Isn't It Difficult to Amend The Constitution?

Well, yes and no.  Yes in the sense it requires 3/4 of the states to ratify any amendment to the constitution.  So the amendment really has to be pretty darn important and relevant to a huge number of people in order to be adopted.  I just read that there have been around 10,000 attempts thorughout the years and most all of them failed.  They tend to be things like The Marriage Protection Amendment which aims to make the legal definition of marriage the union of one man and one women.  The last amendment, the 27th Amendment was actually just ratified in 1992.   You won't believe the critical issue it deals with. 


The 27th Amendment: No law, varying the compensation for the services of the Senators and Representatives, shall take effect, until an election of Representatives shall have intervened.

 

This amendment to the United States Constitution provides that any change in the salary of members of United States Congress may only take effect after the next general election. Sometimes called the "Congressional Compensation Amendment of 1789", the "Congressional Pay Amendment", and the "Madison Amendment", it was intended to serve as a restraint on the power of Congress to set its own salary—an obvious potential for conflict-of-interest.
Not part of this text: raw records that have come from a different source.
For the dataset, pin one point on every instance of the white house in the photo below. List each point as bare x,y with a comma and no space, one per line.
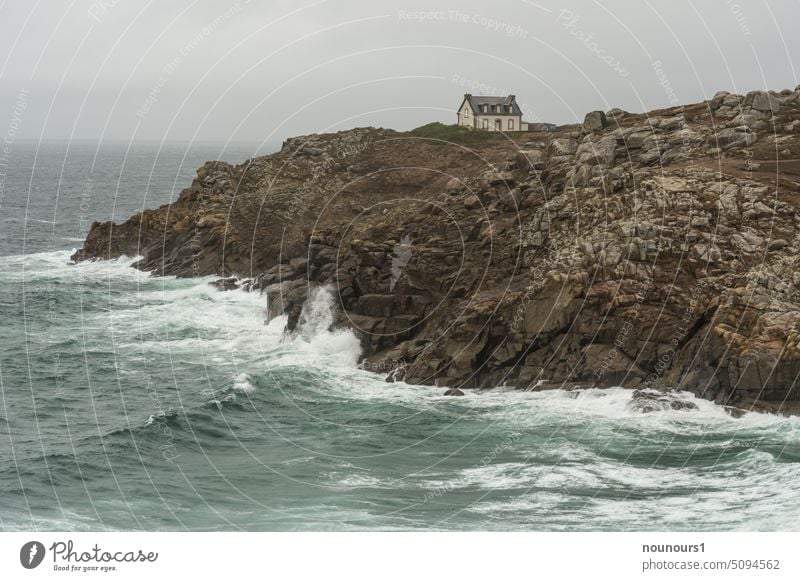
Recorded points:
491,113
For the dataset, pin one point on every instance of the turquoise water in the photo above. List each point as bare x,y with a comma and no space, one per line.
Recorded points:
134,402
141,403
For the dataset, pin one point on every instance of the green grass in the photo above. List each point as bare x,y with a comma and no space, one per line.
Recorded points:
441,133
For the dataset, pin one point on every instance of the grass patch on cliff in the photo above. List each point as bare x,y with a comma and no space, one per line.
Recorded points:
439,133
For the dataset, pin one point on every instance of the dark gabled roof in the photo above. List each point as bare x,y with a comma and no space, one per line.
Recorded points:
476,101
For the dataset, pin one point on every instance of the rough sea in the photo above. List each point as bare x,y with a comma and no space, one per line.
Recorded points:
131,402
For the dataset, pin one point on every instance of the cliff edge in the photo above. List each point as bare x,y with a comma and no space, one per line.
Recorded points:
653,250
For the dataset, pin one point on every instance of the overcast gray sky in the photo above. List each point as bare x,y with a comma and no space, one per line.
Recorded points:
253,71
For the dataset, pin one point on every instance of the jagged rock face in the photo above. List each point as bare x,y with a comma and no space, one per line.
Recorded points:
651,251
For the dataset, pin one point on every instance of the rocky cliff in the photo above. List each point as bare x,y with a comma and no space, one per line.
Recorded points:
653,250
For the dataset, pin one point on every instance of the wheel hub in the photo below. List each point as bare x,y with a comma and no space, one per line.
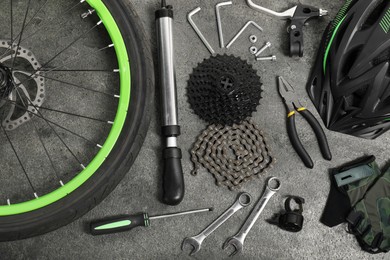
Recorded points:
6,83
22,89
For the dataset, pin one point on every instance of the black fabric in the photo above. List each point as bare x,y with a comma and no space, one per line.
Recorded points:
338,205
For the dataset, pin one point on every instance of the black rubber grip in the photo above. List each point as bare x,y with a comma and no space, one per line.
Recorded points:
118,224
319,132
173,180
296,143
170,130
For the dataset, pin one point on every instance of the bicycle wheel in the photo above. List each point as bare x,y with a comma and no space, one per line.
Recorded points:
76,81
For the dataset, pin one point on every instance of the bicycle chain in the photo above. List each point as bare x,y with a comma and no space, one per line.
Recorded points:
233,154
224,90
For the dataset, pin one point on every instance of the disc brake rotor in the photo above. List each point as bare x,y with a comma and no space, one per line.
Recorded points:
28,92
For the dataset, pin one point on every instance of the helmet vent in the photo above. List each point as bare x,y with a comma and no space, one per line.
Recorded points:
374,16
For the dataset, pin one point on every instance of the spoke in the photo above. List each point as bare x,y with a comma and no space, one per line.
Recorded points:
41,27
79,86
39,115
76,115
51,127
71,44
12,21
17,157
34,72
47,153
21,35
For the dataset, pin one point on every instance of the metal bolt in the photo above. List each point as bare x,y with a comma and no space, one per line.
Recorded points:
253,49
253,38
270,58
266,46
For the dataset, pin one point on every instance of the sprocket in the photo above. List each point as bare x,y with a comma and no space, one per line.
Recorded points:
224,90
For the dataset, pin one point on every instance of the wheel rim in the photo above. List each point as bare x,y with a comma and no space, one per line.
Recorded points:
124,99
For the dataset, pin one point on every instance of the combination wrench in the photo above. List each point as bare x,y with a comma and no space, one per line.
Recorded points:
237,241
243,200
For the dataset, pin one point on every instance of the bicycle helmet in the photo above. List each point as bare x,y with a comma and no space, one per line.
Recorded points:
350,83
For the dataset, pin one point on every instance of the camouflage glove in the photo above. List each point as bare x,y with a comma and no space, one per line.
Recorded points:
370,217
349,184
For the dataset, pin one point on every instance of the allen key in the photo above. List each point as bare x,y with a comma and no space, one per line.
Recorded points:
219,24
198,32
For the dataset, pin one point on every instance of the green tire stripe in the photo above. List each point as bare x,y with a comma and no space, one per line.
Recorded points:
385,22
124,100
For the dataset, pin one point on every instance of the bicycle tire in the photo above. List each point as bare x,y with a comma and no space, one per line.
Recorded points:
119,161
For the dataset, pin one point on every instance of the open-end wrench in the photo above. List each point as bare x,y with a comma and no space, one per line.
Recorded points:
237,241
243,200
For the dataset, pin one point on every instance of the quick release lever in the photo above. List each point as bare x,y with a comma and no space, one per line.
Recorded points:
173,181
298,16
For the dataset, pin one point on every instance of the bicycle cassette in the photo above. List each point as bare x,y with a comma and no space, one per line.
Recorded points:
224,90
233,154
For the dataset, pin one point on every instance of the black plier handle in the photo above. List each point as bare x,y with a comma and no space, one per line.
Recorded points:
296,142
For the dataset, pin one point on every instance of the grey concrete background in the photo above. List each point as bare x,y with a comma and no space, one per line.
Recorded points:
139,191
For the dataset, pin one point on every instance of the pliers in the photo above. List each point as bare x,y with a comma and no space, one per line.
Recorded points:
293,105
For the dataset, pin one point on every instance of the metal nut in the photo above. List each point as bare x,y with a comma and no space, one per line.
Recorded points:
253,50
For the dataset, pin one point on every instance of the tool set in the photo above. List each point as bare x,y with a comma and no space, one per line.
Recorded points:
237,241
349,86
128,222
243,200
293,105
225,91
298,16
173,180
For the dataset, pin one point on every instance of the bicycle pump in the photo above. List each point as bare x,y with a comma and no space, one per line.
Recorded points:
173,180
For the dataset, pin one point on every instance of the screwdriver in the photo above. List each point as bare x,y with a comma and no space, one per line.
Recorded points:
128,222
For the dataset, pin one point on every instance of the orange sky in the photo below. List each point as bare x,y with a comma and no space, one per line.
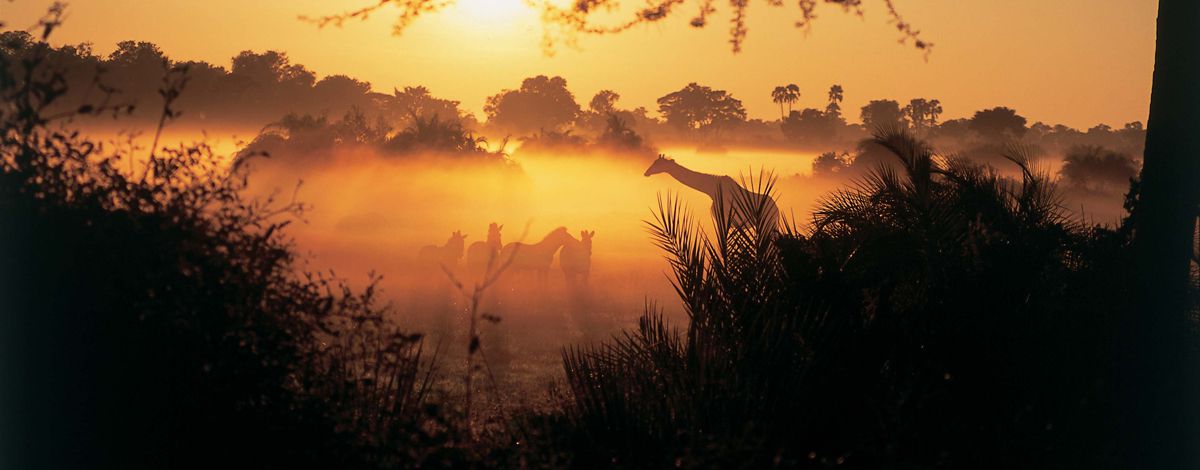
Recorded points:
1071,61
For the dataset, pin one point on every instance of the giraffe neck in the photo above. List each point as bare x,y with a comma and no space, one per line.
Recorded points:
700,181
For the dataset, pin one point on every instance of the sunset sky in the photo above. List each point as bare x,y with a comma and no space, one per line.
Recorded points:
1068,61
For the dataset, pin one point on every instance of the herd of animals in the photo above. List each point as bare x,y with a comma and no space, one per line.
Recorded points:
575,254
491,255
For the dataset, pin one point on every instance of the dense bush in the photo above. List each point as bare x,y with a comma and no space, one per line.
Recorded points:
155,317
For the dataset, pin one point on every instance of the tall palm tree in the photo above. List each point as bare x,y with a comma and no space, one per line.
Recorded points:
779,95
1158,374
835,96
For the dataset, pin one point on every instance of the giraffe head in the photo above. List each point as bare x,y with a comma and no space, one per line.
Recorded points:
660,164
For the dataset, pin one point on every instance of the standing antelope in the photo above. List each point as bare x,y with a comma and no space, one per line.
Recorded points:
534,257
483,255
447,255
575,259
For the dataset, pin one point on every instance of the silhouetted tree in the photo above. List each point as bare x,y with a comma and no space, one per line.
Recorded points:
882,114
540,103
604,102
999,124
835,97
1097,169
923,114
418,100
831,163
810,126
701,108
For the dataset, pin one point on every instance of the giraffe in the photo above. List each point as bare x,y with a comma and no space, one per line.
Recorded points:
575,259
729,198
481,254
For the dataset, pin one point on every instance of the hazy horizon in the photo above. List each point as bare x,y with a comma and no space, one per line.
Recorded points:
1055,62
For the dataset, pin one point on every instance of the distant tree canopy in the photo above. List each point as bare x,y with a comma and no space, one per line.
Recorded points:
999,124
565,22
701,108
811,126
540,103
835,96
923,113
1098,169
882,114
605,101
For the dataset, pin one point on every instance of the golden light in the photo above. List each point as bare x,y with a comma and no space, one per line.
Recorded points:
491,12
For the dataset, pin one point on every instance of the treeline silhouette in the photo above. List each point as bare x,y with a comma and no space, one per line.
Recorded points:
259,89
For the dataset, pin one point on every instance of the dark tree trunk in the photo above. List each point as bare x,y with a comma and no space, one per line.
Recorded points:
1158,371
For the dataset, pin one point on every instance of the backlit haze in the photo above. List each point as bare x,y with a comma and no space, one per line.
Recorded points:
1077,62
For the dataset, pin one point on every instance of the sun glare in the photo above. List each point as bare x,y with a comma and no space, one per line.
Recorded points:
485,12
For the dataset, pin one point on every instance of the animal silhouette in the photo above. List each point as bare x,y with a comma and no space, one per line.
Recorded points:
445,255
534,257
483,254
575,259
727,196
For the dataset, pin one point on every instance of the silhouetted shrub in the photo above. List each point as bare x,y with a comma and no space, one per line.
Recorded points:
157,317
1097,169
936,314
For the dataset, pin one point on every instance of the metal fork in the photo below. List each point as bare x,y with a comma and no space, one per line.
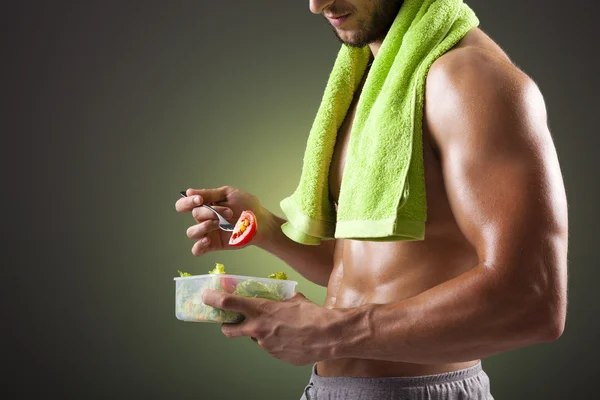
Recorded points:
223,224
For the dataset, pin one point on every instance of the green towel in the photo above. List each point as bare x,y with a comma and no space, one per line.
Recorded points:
382,195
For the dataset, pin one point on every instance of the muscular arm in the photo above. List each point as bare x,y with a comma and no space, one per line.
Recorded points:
502,177
315,263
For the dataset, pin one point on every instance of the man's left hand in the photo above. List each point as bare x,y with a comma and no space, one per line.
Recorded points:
297,331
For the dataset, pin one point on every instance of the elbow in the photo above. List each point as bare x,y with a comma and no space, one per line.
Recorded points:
553,324
546,320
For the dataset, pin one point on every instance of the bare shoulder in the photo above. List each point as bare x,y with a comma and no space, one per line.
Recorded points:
473,88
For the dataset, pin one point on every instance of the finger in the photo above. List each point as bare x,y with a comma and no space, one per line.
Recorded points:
210,195
187,204
202,246
232,302
297,296
203,228
203,213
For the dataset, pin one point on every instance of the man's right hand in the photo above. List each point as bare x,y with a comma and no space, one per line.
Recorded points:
229,202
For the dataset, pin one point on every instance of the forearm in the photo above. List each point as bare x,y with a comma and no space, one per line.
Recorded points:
469,317
315,263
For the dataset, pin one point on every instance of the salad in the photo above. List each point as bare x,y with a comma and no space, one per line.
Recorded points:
189,305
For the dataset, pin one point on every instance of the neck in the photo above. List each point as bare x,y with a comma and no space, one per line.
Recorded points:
375,48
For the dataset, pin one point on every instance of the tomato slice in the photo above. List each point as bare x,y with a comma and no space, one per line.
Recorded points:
228,284
245,229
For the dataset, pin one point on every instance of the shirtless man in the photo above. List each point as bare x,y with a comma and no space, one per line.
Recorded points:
490,275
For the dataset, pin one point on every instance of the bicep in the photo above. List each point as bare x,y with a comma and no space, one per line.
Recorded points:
502,177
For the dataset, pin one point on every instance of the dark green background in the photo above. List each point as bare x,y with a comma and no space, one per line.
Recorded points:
111,108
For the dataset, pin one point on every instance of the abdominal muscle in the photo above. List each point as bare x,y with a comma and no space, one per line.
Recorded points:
388,272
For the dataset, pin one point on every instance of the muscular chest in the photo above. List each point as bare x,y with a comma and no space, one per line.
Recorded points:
439,213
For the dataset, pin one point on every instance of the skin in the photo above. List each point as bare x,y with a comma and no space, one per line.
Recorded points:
490,275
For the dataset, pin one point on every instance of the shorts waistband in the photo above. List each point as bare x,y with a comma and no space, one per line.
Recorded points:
395,382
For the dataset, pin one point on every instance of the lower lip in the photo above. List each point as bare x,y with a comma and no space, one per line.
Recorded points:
338,21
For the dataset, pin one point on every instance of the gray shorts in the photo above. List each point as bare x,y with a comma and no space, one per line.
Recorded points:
466,384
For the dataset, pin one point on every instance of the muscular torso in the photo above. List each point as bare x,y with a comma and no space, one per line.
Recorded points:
386,272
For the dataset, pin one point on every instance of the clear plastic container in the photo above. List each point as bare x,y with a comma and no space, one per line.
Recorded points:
189,290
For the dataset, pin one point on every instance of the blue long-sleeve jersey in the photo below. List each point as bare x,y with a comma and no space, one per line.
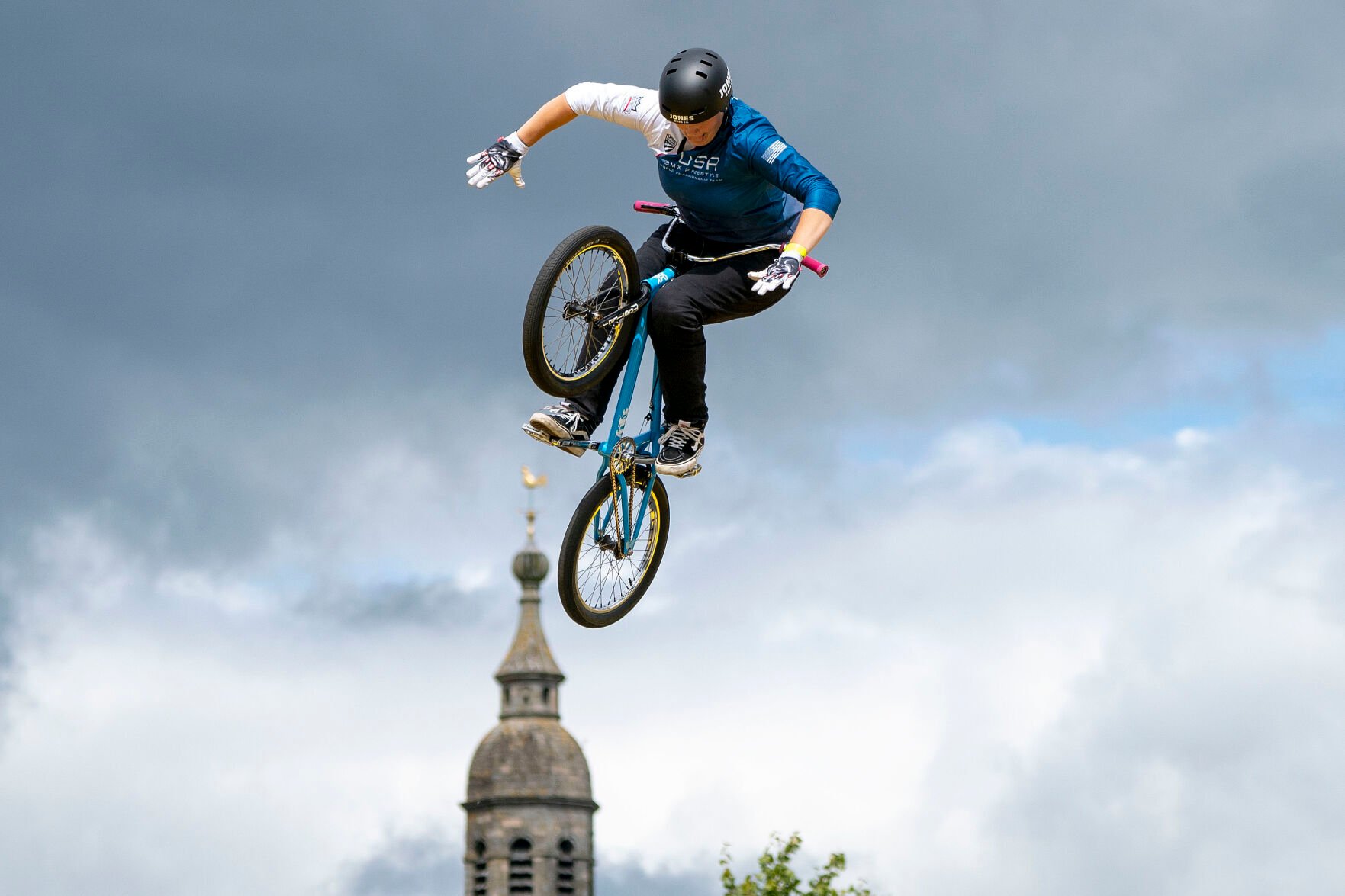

This amendment was proposed way back in 1789 and it took our glorious leaders till 1992 to consent.  So I ask you, is the last amendment that was ratified as important as the one this project is proposing?  And besides, this project really isn't proposing creating a totally new amendment.  It's simply proposing an amendment that clarifys an existing amendment that desperately needs to be clarified.    Right now corporations are allowed to get away with massive fraud and corruption beyond belief simply because they've used their wealth and power to distort the meaning of who "All Persons" refers to in the 14th Amendment.   Any honest person clearly understands it refers to living, breathing human beings.  A corporation is not a person.   You will never see and actual physical, bodily person that is a corporation.  It's an absurd notion on it's face.  As the cartoon on the home page depicts, slavery is the legal fiction that a person is property.  Corporate personhood is the legal fiction that property is a person.

So no, it's not hard to amend the constitution in this case because we are not proposing a new amendment.  We are just proposing an amendment that clarifies and existing one.  Doing this will be challenging though.  Corporations will no doubt rally all their wealth and lawyerly minions to wage war against an amendment like this.  This is to be expected.  But is that a good reason not to rally the effort required to demand our representatives do OUR WILL rather than corporate will?  If we don't take a serious stand at some point, we may as well just stop whining about the corporate tyranny that is on our doorsteps and just let them have it all.

If you really want to stop what's happening, we have to close the legal loophole they have been using.  It's really that simple.  So as far as I'm concerned, I don't care how challenging amending the Constitution is.  It has to be done if you want to REALLY turn things around.